The Crimean Solidarity public group said the Southern Military District Court sentenced Fevziyev on January 12, with the first three years of his term to be spent in a prison cell and the remainder in a penal colony. The court added that after his release, Fevziyev will remain under parole-like control for 18 months.
Fevziyev, an imam of a Muslim community in Crimea, has rejected all of the charges, saying the case against him was fabricated by Russian police.
He was arrested along with four other Crimean Tatar activists by Russia-installed police in Ukraine's Moscow-annexed Crimean peninsula last August after their homes were searched.
Ukrainian officials condemned the arrests of Fevziyev and four other Crimean Tatars at the time with Ukrainian President Volodymyr Zelenskiy calling the move "a blatant violation of human rights."
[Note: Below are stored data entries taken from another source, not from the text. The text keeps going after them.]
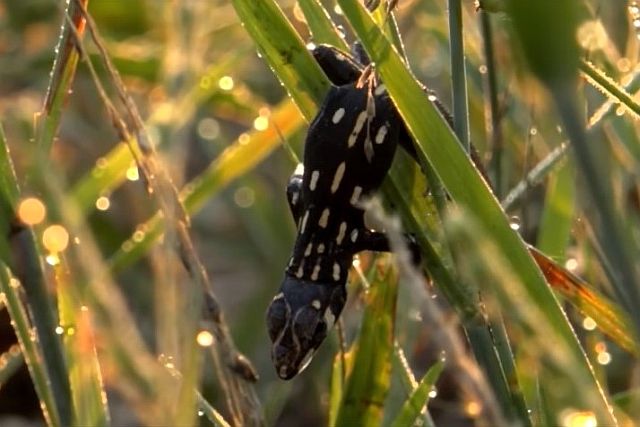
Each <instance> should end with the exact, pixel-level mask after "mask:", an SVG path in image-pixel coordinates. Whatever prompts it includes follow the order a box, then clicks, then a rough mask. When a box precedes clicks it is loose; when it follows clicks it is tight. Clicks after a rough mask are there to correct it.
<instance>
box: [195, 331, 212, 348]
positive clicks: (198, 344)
mask: <svg viewBox="0 0 640 427" xmlns="http://www.w3.org/2000/svg"><path fill="white" fill-rule="evenodd" d="M196 341H197V342H198V345H199V346H201V347H211V345H212V344H213V335H212V334H211V332H209V331H200V332H198V335H197V336H196Z"/></svg>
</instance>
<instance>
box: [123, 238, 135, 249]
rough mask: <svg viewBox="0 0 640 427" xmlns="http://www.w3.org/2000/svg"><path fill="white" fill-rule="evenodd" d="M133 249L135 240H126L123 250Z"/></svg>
mask: <svg viewBox="0 0 640 427" xmlns="http://www.w3.org/2000/svg"><path fill="white" fill-rule="evenodd" d="M131 249H133V242H132V241H131V240H125V241H124V242H123V243H122V252H130V251H131Z"/></svg>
Since Russia illegally annexed Crimea in 2014, Russian authorities have prosecuted dozens of Crimean Tatars on various charges that rights organizations have called trumped-up.
On January 11, the same court in Rostov-on-Don sentenced five Crimean Tatars to lengthy prison terms on charges of being members of the Hizb ut-Tahrir religious group that is banned in Russia but is legal in Ukraine.
Rights groups and Western governments have denounced what they describe as a campaign of repression by the Russian-imposed authorities in Crimea who are targeting members of the Turkic-speaking Crimean Tatar community and others who have spoken out against Moscow's takeover of the peninsula.
Russia took control of Crimea from Ukraine in March 2014 after sending in troops, seizing key facilities, and staging a referendum dismissed as illegal by at least 100 countries.